No one has claimed responsibility for the attack Saturday night that killed nine people in the city of Pune, 125 miles (200 kilometers) southeast of Mumbai. Suspicions, however, quickly fell on Islamic militant groups blamed for past attacks, including the 2008 massacre of 166 people in Mumbai, the country’s financial hub.

“As of now I will not be able to confirm or rule out any group,” Pune Police Commissioner Satyapal Singh said, adding that he had formed four teams to probe different aspects of the attack. “We are investigating from all angles.”

Officials said one or two people posing as customers left a backpack containing a bomb in the German Bakery. In addition to the nine deaths, 60 people were wounded.

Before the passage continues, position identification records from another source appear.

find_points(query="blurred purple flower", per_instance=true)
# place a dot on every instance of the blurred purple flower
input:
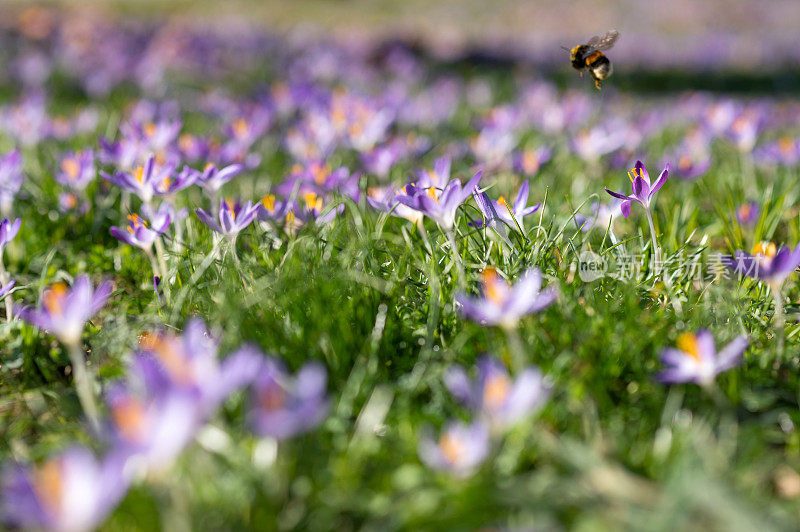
(767, 263)
(189, 362)
(513, 215)
(139, 233)
(285, 406)
(528, 161)
(76, 170)
(233, 217)
(460, 449)
(8, 231)
(696, 359)
(504, 305)
(603, 215)
(494, 395)
(439, 204)
(10, 178)
(71, 492)
(145, 181)
(748, 213)
(212, 179)
(643, 190)
(63, 311)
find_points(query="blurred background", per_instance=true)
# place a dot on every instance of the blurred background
(749, 45)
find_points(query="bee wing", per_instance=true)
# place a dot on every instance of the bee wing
(606, 41)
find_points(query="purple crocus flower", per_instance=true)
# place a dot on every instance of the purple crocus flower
(504, 305)
(139, 233)
(6, 288)
(440, 204)
(8, 230)
(493, 394)
(71, 492)
(271, 208)
(76, 170)
(233, 217)
(529, 161)
(696, 359)
(602, 215)
(766, 262)
(643, 190)
(438, 176)
(748, 213)
(10, 178)
(459, 450)
(385, 200)
(145, 181)
(212, 178)
(285, 406)
(151, 428)
(189, 362)
(64, 311)
(514, 214)
(690, 167)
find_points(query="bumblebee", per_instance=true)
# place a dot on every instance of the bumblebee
(590, 56)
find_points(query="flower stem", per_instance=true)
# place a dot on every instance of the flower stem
(83, 385)
(4, 278)
(780, 321)
(516, 348)
(162, 264)
(456, 257)
(656, 250)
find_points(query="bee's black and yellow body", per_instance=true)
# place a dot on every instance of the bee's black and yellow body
(587, 56)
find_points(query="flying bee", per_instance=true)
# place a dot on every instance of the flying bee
(591, 57)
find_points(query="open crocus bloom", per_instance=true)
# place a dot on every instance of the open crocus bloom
(502, 304)
(460, 449)
(139, 233)
(64, 311)
(71, 492)
(767, 262)
(643, 190)
(189, 362)
(233, 217)
(152, 429)
(696, 358)
(145, 181)
(511, 214)
(439, 204)
(502, 400)
(285, 406)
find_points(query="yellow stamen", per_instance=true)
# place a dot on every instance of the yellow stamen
(492, 285)
(53, 298)
(634, 173)
(240, 127)
(786, 145)
(169, 352)
(451, 448)
(186, 141)
(272, 398)
(70, 167)
(433, 193)
(496, 391)
(767, 249)
(687, 342)
(313, 202)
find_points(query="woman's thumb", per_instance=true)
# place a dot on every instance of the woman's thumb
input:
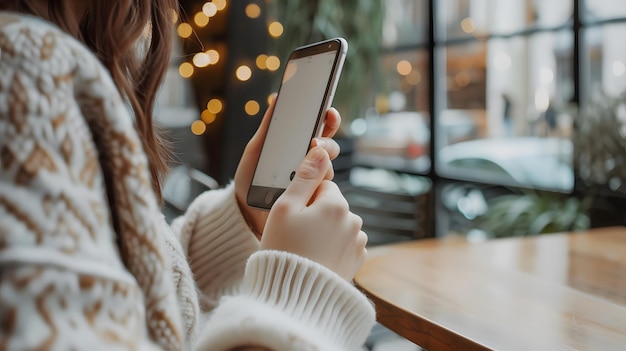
(308, 177)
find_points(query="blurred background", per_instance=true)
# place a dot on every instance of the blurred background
(498, 117)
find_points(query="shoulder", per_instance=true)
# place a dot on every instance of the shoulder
(35, 47)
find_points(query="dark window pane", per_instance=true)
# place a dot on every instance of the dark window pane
(605, 70)
(395, 133)
(506, 118)
(406, 23)
(468, 18)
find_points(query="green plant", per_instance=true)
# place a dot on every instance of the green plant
(534, 212)
(600, 164)
(360, 22)
(600, 142)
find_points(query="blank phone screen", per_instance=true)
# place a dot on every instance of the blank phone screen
(293, 123)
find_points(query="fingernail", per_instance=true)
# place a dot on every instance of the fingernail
(316, 155)
(320, 142)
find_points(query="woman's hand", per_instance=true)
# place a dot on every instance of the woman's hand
(243, 177)
(312, 219)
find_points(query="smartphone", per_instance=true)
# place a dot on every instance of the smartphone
(305, 94)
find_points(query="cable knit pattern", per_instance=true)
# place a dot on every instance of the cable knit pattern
(80, 271)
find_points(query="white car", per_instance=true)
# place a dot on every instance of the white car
(541, 163)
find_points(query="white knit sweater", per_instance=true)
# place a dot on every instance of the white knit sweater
(83, 271)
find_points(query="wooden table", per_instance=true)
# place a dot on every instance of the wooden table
(552, 292)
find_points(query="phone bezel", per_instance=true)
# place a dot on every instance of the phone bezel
(263, 197)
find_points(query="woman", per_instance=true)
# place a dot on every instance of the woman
(86, 259)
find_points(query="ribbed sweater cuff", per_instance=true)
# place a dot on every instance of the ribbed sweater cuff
(220, 242)
(312, 295)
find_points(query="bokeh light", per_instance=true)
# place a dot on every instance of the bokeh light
(186, 69)
(198, 127)
(243, 73)
(184, 30)
(201, 19)
(252, 107)
(209, 9)
(215, 106)
(201, 59)
(275, 29)
(253, 11)
(272, 63)
(261, 61)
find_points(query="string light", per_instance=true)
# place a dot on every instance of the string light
(253, 11)
(275, 29)
(243, 73)
(252, 107)
(272, 63)
(198, 127)
(184, 30)
(201, 59)
(201, 19)
(185, 69)
(215, 106)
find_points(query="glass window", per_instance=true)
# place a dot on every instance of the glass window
(395, 133)
(406, 23)
(595, 10)
(605, 70)
(507, 111)
(469, 18)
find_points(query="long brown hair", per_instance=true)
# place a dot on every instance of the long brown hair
(112, 30)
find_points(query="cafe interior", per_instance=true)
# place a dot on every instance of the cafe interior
(483, 143)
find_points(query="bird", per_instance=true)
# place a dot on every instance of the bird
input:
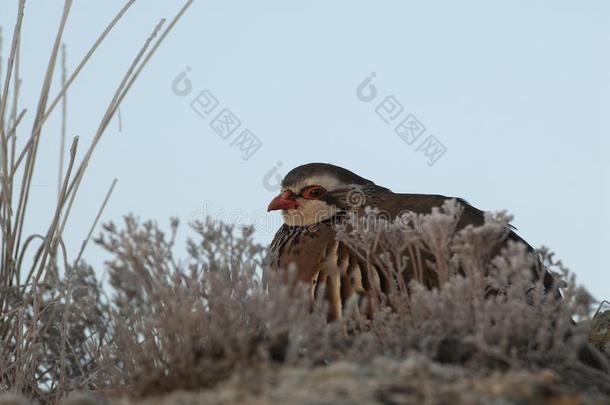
(314, 198)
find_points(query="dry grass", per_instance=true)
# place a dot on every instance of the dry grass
(49, 343)
(170, 321)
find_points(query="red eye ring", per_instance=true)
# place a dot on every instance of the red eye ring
(313, 192)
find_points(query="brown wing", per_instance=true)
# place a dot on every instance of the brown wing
(423, 204)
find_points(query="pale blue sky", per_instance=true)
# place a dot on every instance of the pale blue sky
(518, 92)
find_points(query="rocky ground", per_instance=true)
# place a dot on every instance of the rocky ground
(384, 381)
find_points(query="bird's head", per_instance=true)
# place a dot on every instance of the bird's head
(315, 192)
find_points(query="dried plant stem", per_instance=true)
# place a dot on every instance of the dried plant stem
(95, 222)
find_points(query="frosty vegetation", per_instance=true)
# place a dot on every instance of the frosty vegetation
(189, 318)
(189, 321)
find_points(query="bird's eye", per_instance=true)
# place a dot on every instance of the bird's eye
(313, 193)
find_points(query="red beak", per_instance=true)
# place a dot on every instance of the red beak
(284, 201)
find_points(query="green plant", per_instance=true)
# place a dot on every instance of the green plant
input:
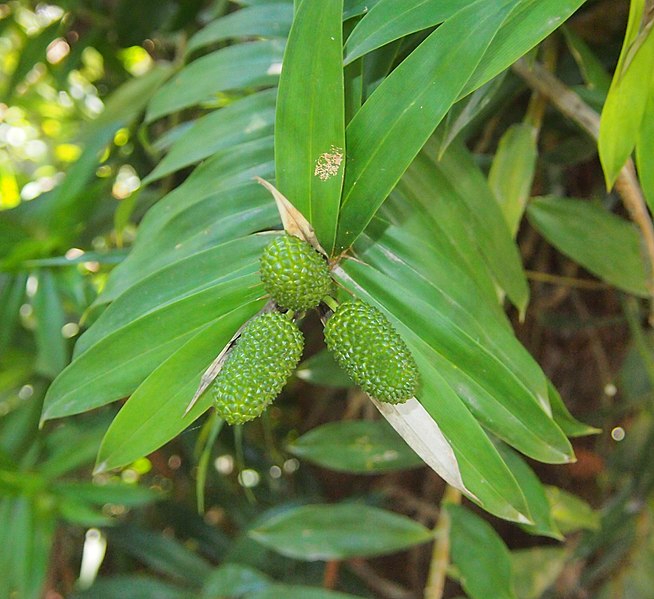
(412, 139)
(365, 344)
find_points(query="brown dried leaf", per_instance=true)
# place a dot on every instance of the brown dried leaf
(212, 372)
(293, 220)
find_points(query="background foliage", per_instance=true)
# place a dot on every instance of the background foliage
(456, 151)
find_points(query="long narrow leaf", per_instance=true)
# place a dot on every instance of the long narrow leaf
(154, 414)
(310, 120)
(392, 126)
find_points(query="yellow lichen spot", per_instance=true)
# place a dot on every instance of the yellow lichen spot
(328, 163)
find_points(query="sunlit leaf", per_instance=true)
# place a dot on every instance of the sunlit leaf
(250, 64)
(309, 125)
(394, 123)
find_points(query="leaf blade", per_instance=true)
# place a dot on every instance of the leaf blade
(310, 119)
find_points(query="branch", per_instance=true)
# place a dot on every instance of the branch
(572, 106)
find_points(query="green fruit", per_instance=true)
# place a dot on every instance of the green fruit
(371, 351)
(294, 274)
(257, 367)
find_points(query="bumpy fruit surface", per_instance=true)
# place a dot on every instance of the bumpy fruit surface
(371, 351)
(257, 367)
(294, 274)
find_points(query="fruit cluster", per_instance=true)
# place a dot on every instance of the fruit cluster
(363, 341)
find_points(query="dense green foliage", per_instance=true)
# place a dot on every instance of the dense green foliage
(467, 168)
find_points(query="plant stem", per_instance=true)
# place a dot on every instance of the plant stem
(627, 186)
(440, 557)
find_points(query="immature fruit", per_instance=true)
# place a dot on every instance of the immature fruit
(257, 367)
(371, 351)
(294, 274)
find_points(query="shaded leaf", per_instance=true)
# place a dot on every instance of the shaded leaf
(481, 557)
(484, 474)
(512, 172)
(364, 447)
(539, 506)
(154, 414)
(601, 242)
(297, 592)
(244, 120)
(568, 423)
(163, 554)
(268, 20)
(536, 569)
(251, 64)
(143, 587)
(570, 512)
(233, 579)
(343, 531)
(52, 349)
(493, 392)
(115, 366)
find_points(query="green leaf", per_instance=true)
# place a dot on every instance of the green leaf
(480, 555)
(343, 531)
(30, 525)
(591, 66)
(116, 365)
(605, 244)
(361, 447)
(217, 203)
(388, 21)
(225, 262)
(233, 579)
(52, 349)
(163, 554)
(460, 173)
(570, 512)
(539, 506)
(269, 20)
(251, 64)
(536, 569)
(154, 414)
(436, 272)
(512, 172)
(484, 473)
(645, 150)
(244, 120)
(130, 495)
(529, 23)
(394, 123)
(143, 587)
(297, 592)
(310, 125)
(469, 111)
(489, 387)
(627, 99)
(322, 369)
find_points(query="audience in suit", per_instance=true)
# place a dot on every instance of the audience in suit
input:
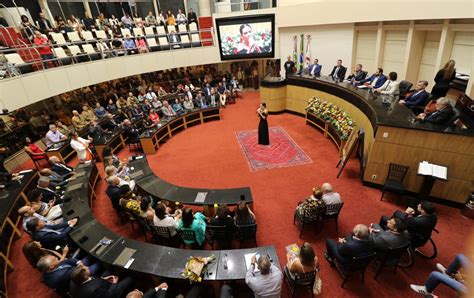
(394, 236)
(358, 244)
(391, 86)
(314, 69)
(50, 236)
(417, 98)
(338, 72)
(374, 81)
(60, 168)
(419, 223)
(358, 74)
(85, 285)
(444, 112)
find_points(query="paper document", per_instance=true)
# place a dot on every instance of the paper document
(248, 261)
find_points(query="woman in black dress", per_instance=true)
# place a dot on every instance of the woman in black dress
(443, 78)
(262, 112)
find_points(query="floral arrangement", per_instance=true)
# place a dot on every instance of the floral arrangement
(230, 43)
(195, 268)
(333, 115)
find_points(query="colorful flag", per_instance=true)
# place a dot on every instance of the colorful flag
(295, 48)
(307, 58)
(301, 54)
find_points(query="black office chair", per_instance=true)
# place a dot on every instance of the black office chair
(218, 235)
(389, 258)
(300, 280)
(308, 217)
(188, 235)
(332, 212)
(356, 264)
(394, 180)
(403, 88)
(247, 233)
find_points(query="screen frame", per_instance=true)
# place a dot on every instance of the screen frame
(241, 20)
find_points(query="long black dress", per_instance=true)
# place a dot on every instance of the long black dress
(263, 138)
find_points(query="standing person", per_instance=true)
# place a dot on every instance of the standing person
(262, 112)
(443, 78)
(82, 147)
(44, 49)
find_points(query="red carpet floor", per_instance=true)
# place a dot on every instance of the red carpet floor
(209, 156)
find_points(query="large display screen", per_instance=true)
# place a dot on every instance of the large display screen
(246, 37)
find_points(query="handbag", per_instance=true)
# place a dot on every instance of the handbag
(317, 286)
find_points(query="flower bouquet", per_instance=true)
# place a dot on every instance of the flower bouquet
(196, 267)
(333, 115)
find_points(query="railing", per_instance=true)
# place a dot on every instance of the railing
(102, 48)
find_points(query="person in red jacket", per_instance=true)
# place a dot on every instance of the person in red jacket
(44, 49)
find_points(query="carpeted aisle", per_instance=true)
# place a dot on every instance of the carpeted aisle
(209, 155)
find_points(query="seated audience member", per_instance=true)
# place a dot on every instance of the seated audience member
(84, 284)
(28, 213)
(181, 18)
(177, 107)
(394, 236)
(223, 218)
(57, 272)
(62, 128)
(188, 104)
(444, 112)
(87, 114)
(95, 130)
(195, 222)
(374, 81)
(131, 133)
(222, 90)
(113, 191)
(419, 223)
(111, 107)
(100, 111)
(78, 121)
(48, 193)
(312, 206)
(137, 113)
(55, 180)
(329, 196)
(157, 292)
(305, 261)
(338, 72)
(243, 215)
(451, 277)
(358, 74)
(391, 86)
(34, 151)
(109, 124)
(81, 146)
(163, 219)
(418, 97)
(54, 139)
(60, 168)
(49, 236)
(33, 252)
(356, 245)
(268, 282)
(314, 69)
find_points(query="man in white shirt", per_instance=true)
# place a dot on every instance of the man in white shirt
(329, 196)
(391, 86)
(266, 283)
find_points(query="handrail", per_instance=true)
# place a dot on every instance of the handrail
(111, 52)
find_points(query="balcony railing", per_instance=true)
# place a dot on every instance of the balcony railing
(71, 48)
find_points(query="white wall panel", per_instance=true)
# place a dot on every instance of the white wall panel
(365, 50)
(463, 51)
(394, 51)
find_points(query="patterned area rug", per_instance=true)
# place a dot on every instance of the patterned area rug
(282, 151)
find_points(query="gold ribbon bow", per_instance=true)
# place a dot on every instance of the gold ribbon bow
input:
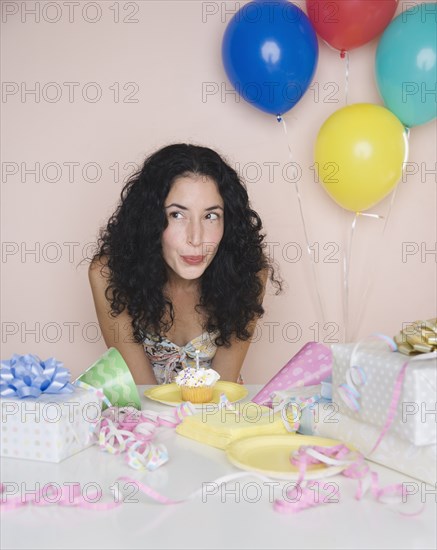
(418, 337)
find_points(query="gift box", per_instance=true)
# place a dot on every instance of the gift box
(311, 365)
(48, 428)
(396, 453)
(364, 379)
(385, 406)
(42, 415)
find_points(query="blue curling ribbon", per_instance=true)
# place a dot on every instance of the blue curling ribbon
(28, 376)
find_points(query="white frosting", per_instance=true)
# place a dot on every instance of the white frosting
(197, 378)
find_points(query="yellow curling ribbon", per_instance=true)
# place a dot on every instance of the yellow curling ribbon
(418, 337)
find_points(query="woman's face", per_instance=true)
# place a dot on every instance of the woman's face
(195, 214)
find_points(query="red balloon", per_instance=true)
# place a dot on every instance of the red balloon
(348, 24)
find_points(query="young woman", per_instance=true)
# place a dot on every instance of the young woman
(181, 267)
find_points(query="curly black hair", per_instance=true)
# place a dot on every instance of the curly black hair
(230, 287)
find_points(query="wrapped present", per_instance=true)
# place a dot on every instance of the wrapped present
(418, 337)
(364, 379)
(393, 452)
(42, 416)
(385, 405)
(311, 365)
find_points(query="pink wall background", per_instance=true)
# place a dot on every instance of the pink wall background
(161, 81)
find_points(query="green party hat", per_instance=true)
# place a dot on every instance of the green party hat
(111, 374)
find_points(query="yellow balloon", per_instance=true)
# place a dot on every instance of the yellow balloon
(359, 153)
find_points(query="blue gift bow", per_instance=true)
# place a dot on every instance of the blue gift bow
(28, 376)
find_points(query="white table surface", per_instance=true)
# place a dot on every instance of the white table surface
(226, 520)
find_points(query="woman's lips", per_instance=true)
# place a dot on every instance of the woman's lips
(193, 260)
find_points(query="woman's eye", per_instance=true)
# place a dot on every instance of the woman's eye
(212, 216)
(176, 215)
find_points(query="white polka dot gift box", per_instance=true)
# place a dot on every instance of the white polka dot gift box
(42, 416)
(386, 405)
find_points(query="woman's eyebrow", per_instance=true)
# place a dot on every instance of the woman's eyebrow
(217, 206)
(177, 206)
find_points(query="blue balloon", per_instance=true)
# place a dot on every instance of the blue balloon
(406, 65)
(270, 54)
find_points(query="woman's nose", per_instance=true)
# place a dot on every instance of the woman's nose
(194, 236)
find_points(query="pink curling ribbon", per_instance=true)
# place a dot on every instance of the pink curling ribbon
(338, 455)
(127, 430)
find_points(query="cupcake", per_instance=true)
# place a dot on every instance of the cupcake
(197, 384)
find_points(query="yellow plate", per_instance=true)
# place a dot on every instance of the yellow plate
(270, 455)
(170, 394)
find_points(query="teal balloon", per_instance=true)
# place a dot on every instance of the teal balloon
(406, 68)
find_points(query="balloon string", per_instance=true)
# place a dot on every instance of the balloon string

While the restaurant did not have security cameras, police were examining video shot by cameras installed at a hotel across the street, police said.

On Monday, police showed the footage to bakery workers who had spotted the abandoned backpack before it exploded, a police officer said, speaking on condition of because he was not authorized to talk to reporters about an ongoing investigation.

The bombing was India’s first major terrorist attack since the Mumbai siege and came just a day after India and Pakistan scheduled their first formal dialogue since New Delhi suspended wide-ranging peace talks in the aftermath of the Mumbai attack.

Security forces have been put on high alert at airports, train stations and markets across India, and Hindu nationalists have blamed Pakistan and demanded the talks be canceled.

Meanwhile, Home Minister Palaniappan Chidambaram said India wanted to question a terror suspect linked to Pakistani militant groups who is detained in the United States and accused of scouting out targets ahead of the Mumbai attack.

Officials said David Headley had cased the Osho Ashram, a meditation retreat near the German Bakery, and the nearby Chabad Jewish center.

Nitzan Nuriel, head of counterterrorism at Israel’s National Security Agency, said the Pune attack wasn’t directed at Chabad.

“The attack in India was not directed at Chabad house, even though Chabad houses appear on the potential lists of targets maintained by some of the groups that operate in the area,” Nuriel said.

Washington has been sharing intelligence with Indian agencies, but so far has not allowed them to meet with Headley.

The U.S. charges say Headley attended militant training camps in Pakistan and conspired with Pakistan-based militant group Lashkar-e-Taiba to conduct surveillance in Mumbai before the November 2008 attack.